CNN is defending its job in vetting questions for last night's debate, reports Politico's Kenneth Vogel:
The retired general who quizzed Republican presidential candidates about gays and lesbians in the military was not the only person linked to a Democratic presidential candidate who got to ask a question at Wednesday’s CNN/YouTube debate.
CNN also aired questions from supporters of Democratic candidates John Edwards and Barack Obama.
And that’s fine by the network, which is standing by its question selection process and lashing out at critics who say the debate demonstrated CNN’s liberal bias.
“We’re focused on the questions, not the questioners,” said Sam Feist, CNN’s political director.
There might be something to that approach.
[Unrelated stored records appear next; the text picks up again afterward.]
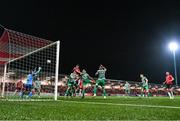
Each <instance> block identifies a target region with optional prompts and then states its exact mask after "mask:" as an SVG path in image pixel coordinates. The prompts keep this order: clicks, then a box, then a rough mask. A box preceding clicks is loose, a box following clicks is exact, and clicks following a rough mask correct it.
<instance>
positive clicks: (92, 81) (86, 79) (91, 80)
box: [81, 69, 94, 98]
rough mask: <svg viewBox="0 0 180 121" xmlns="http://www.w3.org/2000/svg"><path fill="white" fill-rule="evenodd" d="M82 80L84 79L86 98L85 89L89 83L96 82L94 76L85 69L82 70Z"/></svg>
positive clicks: (82, 80)
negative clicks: (86, 71) (92, 76)
mask: <svg viewBox="0 0 180 121" xmlns="http://www.w3.org/2000/svg"><path fill="white" fill-rule="evenodd" d="M81 76H82V81H83V90H82V98H84V94H85V90H86V88H87V84H90V83H94V81H93V78H92V77H90V76H89V74H88V73H87V72H86V70H85V69H83V70H82V74H81Z"/></svg>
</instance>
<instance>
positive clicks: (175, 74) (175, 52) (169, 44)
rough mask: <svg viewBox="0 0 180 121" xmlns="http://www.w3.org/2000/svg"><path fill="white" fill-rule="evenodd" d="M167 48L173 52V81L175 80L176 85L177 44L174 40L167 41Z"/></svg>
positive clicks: (176, 80)
mask: <svg viewBox="0 0 180 121" xmlns="http://www.w3.org/2000/svg"><path fill="white" fill-rule="evenodd" d="M169 49H170V51H172V53H173V58H174V74H175V82H176V86H177V85H178V80H177V69H176V50H177V49H178V44H177V43H176V42H171V43H169Z"/></svg>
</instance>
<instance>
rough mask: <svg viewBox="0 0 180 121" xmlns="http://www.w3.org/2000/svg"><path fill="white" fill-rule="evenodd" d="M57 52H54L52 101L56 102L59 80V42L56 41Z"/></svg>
mask: <svg viewBox="0 0 180 121" xmlns="http://www.w3.org/2000/svg"><path fill="white" fill-rule="evenodd" d="M56 43H57V51H56V70H55V73H56V76H55V77H56V78H55V90H54V91H55V92H54V93H55V95H54V100H57V96H58V80H59V78H58V77H59V55H60V41H57V42H56Z"/></svg>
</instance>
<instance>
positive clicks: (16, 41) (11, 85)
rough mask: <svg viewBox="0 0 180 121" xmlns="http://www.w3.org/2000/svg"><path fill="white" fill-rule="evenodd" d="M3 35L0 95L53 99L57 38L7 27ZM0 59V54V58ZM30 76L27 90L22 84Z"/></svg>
mask: <svg viewBox="0 0 180 121" xmlns="http://www.w3.org/2000/svg"><path fill="white" fill-rule="evenodd" d="M4 36H5V37H4V38H5V39H4V40H3V39H0V43H3V45H5V46H6V47H5V46H4V47H1V46H0V53H1V55H2V54H4V56H3V57H6V58H4V60H6V61H5V62H4V75H3V78H2V81H3V82H2V83H1V84H2V85H1V88H2V90H1V96H2V97H4V98H6V99H27V98H30V99H52V100H57V99H58V98H57V97H58V80H59V79H58V76H59V57H60V41H56V42H52V41H49V40H45V39H41V38H37V37H34V36H31V35H27V34H23V33H20V32H16V31H12V30H7V29H6V33H5V34H4ZM1 45H2V44H1ZM2 48H3V49H2ZM1 59H2V57H1V56H0V62H1V61H2V60H1ZM30 77H31V78H32V85H31V91H30V90H27V87H26V86H27V85H29V80H30V79H29V78H30Z"/></svg>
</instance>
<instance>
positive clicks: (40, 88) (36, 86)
mask: <svg viewBox="0 0 180 121" xmlns="http://www.w3.org/2000/svg"><path fill="white" fill-rule="evenodd" d="M33 87H34V90H35V91H37V94H38V96H39V98H40V94H41V81H40V79H39V78H37V79H35V81H34V86H33Z"/></svg>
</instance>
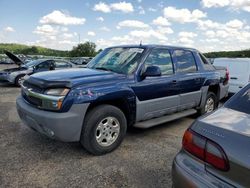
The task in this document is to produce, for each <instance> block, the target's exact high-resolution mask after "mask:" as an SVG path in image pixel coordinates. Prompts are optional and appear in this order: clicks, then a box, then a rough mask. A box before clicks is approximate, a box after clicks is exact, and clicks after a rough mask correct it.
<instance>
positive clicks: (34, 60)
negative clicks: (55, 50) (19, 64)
mask: <svg viewBox="0 0 250 188" xmlns="http://www.w3.org/2000/svg"><path fill="white" fill-rule="evenodd" d="M42 61H44V60H42V59H39V60H34V61H30V62H28V63H26V64H24V65H23V66H24V67H28V68H31V67H33V66H35V65H37V64H38V63H41V62H42Z"/></svg>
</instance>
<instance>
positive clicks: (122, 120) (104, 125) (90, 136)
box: [80, 105, 127, 155]
mask: <svg viewBox="0 0 250 188" xmlns="http://www.w3.org/2000/svg"><path fill="white" fill-rule="evenodd" d="M126 131H127V121H126V118H125V115H124V114H123V112H122V111H121V110H120V109H119V108H117V107H115V106H111V105H100V106H98V107H96V108H93V109H92V110H91V111H89V112H88V113H87V115H86V118H85V120H84V124H83V128H82V133H81V140H80V142H81V144H82V145H83V147H84V148H85V149H86V150H87V151H88V152H90V153H92V154H94V155H102V154H105V153H108V152H111V151H113V150H114V149H116V148H117V147H118V146H119V145H120V144H121V142H122V140H123V138H124V136H125V134H126Z"/></svg>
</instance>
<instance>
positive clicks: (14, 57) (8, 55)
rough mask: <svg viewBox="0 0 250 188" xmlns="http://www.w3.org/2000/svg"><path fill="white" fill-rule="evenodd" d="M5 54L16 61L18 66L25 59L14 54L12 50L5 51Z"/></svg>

As our own Brad Wilmouth reported, the questions largely pressed the Republican field from the right.:
Wednesday night's CNN/YouTube presidential debate for the Republican candidates largely lived up to its promise to be a debate fitting for Republican voters as the vast majority of the questions used were asked from a conservative point of view. But the GOP debate's slant toward conservative questions was less than the July 23 CNN/YouTube Democratic debate's slant toward liberal questions. On Wednesday, out of a total of 34 video questions presented, conservative questions outnumbered liberal questions by 14 to 8, with the remaining questions ideologically ambiguous or neutral. During the Democratic debate, out of a total of 38 video questions, the slant toward liberal questions came in at 17 liberal to 6 conservative, with the remainder ambiguous or neutral.
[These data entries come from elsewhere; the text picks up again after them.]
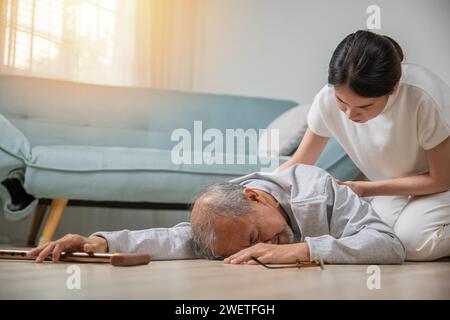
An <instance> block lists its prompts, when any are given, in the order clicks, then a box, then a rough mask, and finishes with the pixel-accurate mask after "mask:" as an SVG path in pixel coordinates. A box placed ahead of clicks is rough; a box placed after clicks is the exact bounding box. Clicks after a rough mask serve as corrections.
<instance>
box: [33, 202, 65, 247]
mask: <svg viewBox="0 0 450 320" xmlns="http://www.w3.org/2000/svg"><path fill="white" fill-rule="evenodd" d="M68 201H69V200H68V199H54V200H53V201H52V204H51V206H50V212H49V214H48V218H47V221H46V222H45V226H44V231H43V232H42V236H41V238H40V239H39V244H38V245H43V244H44V243H47V242H49V241H52V238H53V235H54V234H55V231H56V228H57V227H58V224H59V221H60V220H61V217H62V215H63V213H64V209H65V208H66V206H67V202H68Z"/></svg>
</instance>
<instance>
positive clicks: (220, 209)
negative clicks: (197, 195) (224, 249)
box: [191, 182, 252, 259]
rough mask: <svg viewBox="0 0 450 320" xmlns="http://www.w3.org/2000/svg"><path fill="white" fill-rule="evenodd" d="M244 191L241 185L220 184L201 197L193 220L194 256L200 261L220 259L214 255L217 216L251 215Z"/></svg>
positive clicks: (215, 238) (191, 220)
mask: <svg viewBox="0 0 450 320" xmlns="http://www.w3.org/2000/svg"><path fill="white" fill-rule="evenodd" d="M244 189H245V187H243V186H241V185H240V184H238V183H231V182H220V183H215V184H213V185H210V186H209V187H207V188H206V189H205V190H203V191H202V192H201V193H200V194H199V196H198V197H197V199H196V200H195V203H194V205H193V208H192V212H194V210H195V215H196V216H198V217H197V218H196V219H195V220H194V221H192V219H191V224H192V225H191V226H192V232H193V244H194V252H195V254H196V255H197V256H198V257H202V258H205V259H218V258H221V257H219V256H218V255H216V254H215V253H214V244H215V242H216V232H215V220H216V218H217V217H218V216H222V217H238V216H242V215H244V214H247V213H250V212H251V211H252V206H251V204H250V201H249V200H248V199H247V198H246V197H245V195H244V193H243V191H244Z"/></svg>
Of course, CNN gets a huge demerit for giving Clinton backer Keith Kerr a live platform to press the candidates on a liberal agenda item, and the network can and should feel the heat from conservatives for that.
And yes, it is notable that a number of the selected questioners are NOT undecided Republicans but liberal voters already committed to Democratic primary candidates (see Malkin).
But that having been said, other bloggers, such as Gabriel Malor at Ace of Spades, caution that conservatives should not blow the YouTube debate's shortcomings out of proportion and overextend the biased MSM storyline:
The worst part about the outraged protestations I’ve read is that they rely on a series of ever more outlandish assumptions. With the exception of the general, none of the questioners were inappropriate and none of them were “plants.” Michelle Malkin spent the day updating her lead story about the questioners who have been discovered to be supporting Democratic candidates. The only way her outrage works is if we make a wild assumption: the questioners were supposed to be conservative or Republican.
It’s silly to pretend that we thought the questioners would all be Republicans. The YouTube submission contest noted that it would take questions from all comers. The candidates at both this debate and the Democratic one in August understood that they would face questions from people of all political affiliations. You’ll note that if this debate had been moderated by CNN anchors like Wolf Blitzer or Anderson Cooper, such an understanding would have been patent.
Have you noticed what’s missing from Michelle Malkin’s front page? There is no discussion of the content of the questions posed by the so-called plants. At all. The John Edwards-supporting abortion questioner? That was a good question about how criminal penalties will be assigned (woman or doctor or both) if abortion is criminalized. Fred Thompson had a great answer, but I bet you didn’t read about it in the Right blogosphere today. The same goes for the questions posed by the union activist, the Barack Obama supporter, the Dick Durbin fellow, the Bill Richardson supporter, etc.
This debate was a great success both for our candidates in general, and for a few specific candidates in particular (Mike Huckabee, damn your eyes). And we’re blowing it on a silly tantrum that doesn’t even make sense. Welcome to the era of perpetual outrage and victimhood at the hands of the “MSM.”
So what say you? Is Malor right in his criticism, or is he downplaying CNN's responsibility to find genuinely conservative, Republican questioners for the GOP debate, even if many of the questions were worded neutrally?